Africa Emerges as a Continent of Economic Opportunity


In the past decade, Africa has emerged in the consciousness of the world in the context of an evolution in the continent’s image. Africa is not yet seen as the place to be, to go to, or to be envied in terms of economic or societal progress. Indeed, still too many people around the world hold a decidedly different view. Gradually but surely, however, Africa is increasingly viewed less as a “hopeless” continent and more as one with promise for economic development; less as a haven of poverty, war and natural disaster and more as a continent that offers economic opportunity.
In short, Africa is seen more as a “normal”, even if less prosperous place compared to many other parts of the world than what it once was; a decidedly “abnormal” place off the map of the mental imagination. This recent emergence and positive evolution of the continent’s image has led to the growth of an “Africa-Rising” industry of analysts, commentators, scholars and business executives which sees the continent as the next big thing in the world’s economy. The continent in this view can lay claim to a looming “African Century” close on the heels of the economic rise of Asia in the 20th and 21st centuries.

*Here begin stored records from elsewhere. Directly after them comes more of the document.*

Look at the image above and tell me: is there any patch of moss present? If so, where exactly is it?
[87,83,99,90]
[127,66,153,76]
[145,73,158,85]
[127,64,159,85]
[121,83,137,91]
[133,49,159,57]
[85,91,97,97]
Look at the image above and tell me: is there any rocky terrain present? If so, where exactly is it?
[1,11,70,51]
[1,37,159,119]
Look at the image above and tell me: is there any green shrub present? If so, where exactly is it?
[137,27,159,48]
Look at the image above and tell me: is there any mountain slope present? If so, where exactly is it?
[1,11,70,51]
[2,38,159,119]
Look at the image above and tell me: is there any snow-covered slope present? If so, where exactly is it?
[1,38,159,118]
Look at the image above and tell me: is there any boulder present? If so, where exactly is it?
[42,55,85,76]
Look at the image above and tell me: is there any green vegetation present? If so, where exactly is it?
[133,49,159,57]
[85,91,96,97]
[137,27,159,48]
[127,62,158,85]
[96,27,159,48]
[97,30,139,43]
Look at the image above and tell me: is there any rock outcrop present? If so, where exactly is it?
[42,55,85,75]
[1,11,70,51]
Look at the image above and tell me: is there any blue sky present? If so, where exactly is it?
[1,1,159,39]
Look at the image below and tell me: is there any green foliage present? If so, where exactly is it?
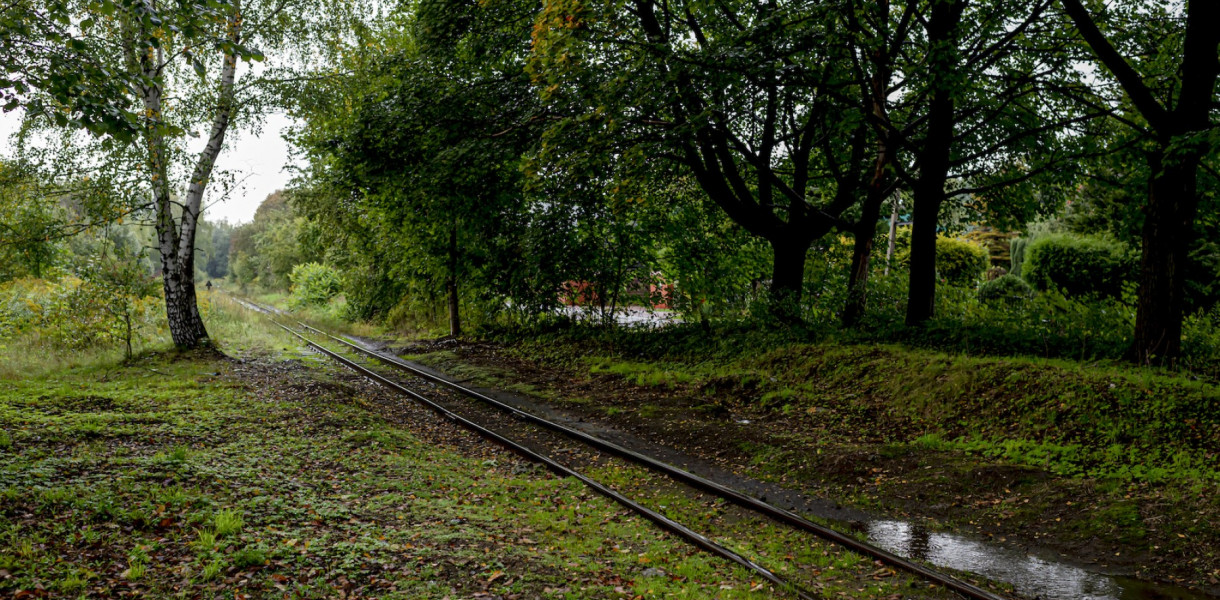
[1022,234,1136,298]
[289,262,340,306]
[978,273,1033,302]
[936,235,989,285]
[212,509,245,538]
[1008,238,1030,277]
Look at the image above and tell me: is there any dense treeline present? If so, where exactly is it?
[0,0,1220,363]
[264,0,1220,362]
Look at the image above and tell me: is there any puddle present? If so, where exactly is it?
[863,521,1216,600]
[375,348,1220,600]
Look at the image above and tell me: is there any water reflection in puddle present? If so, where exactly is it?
[865,521,1214,600]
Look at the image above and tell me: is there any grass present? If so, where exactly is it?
[0,293,936,599]
[387,328,1220,582]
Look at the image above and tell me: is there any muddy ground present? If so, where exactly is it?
[399,340,1220,594]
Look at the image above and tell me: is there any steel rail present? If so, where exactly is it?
[268,317,824,600]
[296,321,1008,600]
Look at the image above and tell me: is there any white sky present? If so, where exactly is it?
[0,111,293,223]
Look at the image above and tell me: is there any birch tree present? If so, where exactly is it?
[13,0,353,348]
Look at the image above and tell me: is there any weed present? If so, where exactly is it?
[195,529,216,551]
[212,510,245,538]
[123,562,148,582]
[233,548,267,568]
[199,559,224,582]
[56,571,90,594]
[16,539,38,560]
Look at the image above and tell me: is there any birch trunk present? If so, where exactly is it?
[135,0,242,348]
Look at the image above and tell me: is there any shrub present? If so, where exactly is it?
[288,262,340,306]
[1021,234,1135,298]
[978,274,1033,302]
[1008,238,1030,277]
[936,237,989,285]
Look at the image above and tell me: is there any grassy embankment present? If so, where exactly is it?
[370,328,1220,585]
[0,299,961,599]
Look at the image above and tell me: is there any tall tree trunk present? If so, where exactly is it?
[906,190,944,326]
[771,238,813,322]
[1131,154,1199,365]
[161,257,207,348]
[886,200,898,276]
[445,223,461,338]
[1061,0,1220,365]
[843,189,885,327]
[132,0,242,348]
[906,0,967,326]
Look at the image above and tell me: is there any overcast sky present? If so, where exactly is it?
[0,111,292,223]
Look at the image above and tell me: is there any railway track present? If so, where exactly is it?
[238,300,1008,600]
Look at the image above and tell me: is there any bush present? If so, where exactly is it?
[1008,238,1030,277]
[978,274,1033,302]
[936,235,991,285]
[1021,234,1135,298]
[288,262,339,306]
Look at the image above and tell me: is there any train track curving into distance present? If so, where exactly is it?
[235,299,1008,600]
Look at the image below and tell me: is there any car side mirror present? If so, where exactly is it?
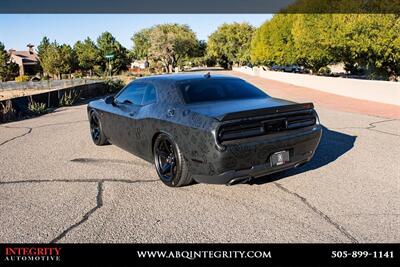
[104,95,115,105]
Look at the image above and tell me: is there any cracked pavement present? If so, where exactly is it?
[0,74,400,243]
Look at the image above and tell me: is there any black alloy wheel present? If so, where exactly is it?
[153,134,192,187]
[90,111,108,146]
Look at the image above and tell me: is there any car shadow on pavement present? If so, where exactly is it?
[249,126,357,185]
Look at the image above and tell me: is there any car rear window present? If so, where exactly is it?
[178,79,268,104]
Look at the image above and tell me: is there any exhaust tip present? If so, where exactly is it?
[226,176,251,186]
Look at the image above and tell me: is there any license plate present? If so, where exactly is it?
[270,151,289,166]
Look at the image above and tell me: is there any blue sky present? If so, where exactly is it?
[0,14,271,50]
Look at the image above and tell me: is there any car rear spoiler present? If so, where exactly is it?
[216,103,314,121]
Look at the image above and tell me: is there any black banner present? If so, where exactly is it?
[0,244,400,267]
[0,0,400,14]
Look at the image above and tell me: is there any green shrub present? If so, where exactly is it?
[105,79,125,94]
[28,97,47,115]
[318,67,331,76]
[15,75,29,83]
[59,90,80,107]
[0,100,16,122]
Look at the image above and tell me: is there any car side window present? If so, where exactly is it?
[115,83,148,105]
[142,84,157,106]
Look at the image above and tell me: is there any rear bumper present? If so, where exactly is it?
[193,125,322,184]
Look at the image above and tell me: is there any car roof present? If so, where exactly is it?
[137,73,240,82]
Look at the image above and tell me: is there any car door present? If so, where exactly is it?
[127,82,157,159]
[108,81,147,150]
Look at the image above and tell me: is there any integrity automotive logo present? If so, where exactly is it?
[2,247,61,263]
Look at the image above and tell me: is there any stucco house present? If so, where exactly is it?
[8,44,40,76]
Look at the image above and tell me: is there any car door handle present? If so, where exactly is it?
[167,108,175,117]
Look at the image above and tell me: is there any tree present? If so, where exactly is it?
[332,14,400,80]
[207,23,255,68]
[251,14,297,66]
[36,36,50,60]
[0,42,18,81]
[292,14,338,73]
[97,32,128,73]
[74,37,101,76]
[149,24,198,72]
[40,41,76,79]
[131,28,152,59]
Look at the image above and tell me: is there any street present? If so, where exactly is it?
[0,73,400,243]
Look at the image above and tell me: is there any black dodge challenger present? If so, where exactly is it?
[88,74,322,187]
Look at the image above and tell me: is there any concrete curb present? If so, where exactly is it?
[233,67,400,106]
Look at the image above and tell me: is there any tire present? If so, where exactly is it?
[153,133,193,187]
[89,110,109,146]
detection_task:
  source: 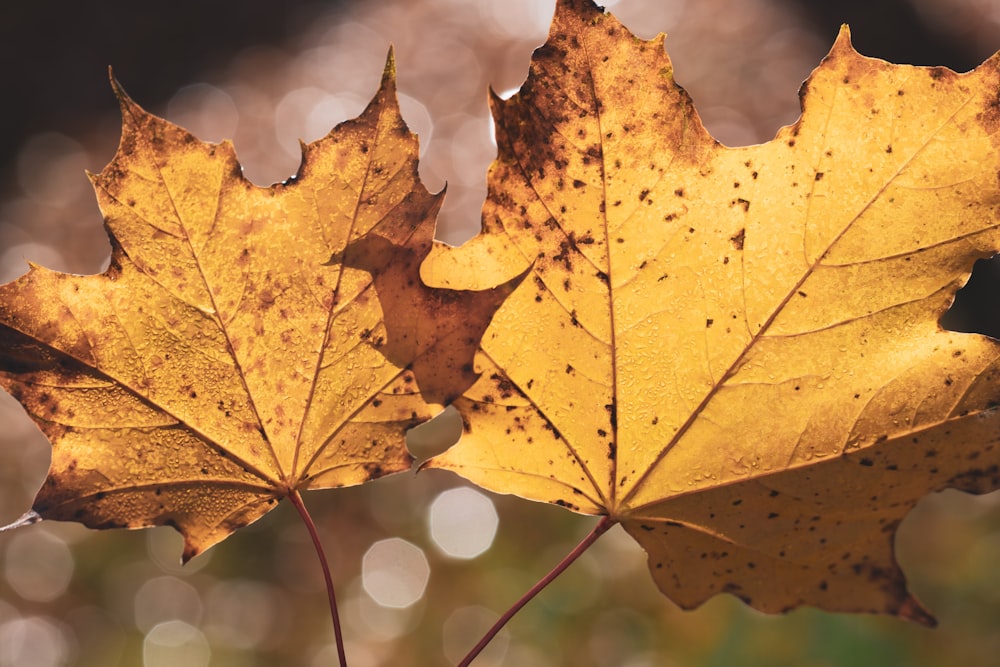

Three main factors have shaped this trend. Firstly, many of the wars for which Africa was famous have ended. The wars in Sierra Leone and Liberia, the Great Lakes region of Africa including Rwanda and the Democratic Republic of Congo, as well as the long, armed conflicts in the Horn of Africa in Ethiopia, Eritrea and Sudan were and are only a few of the destructive orgies of annihilation of human capital, political stability and economic possibilities that shaped perceptions of Africa as a war zone writ large in the 1980s, the 1990s and the 2000s.
As most of these conflicts have ended, more recent ones have raged in Mali and the Central African Republic, keeping the world’s peacekeeping armies in business. But the continent is far more at peace now than it once was, clearing the path for a shift in attention to democratisation and economic development.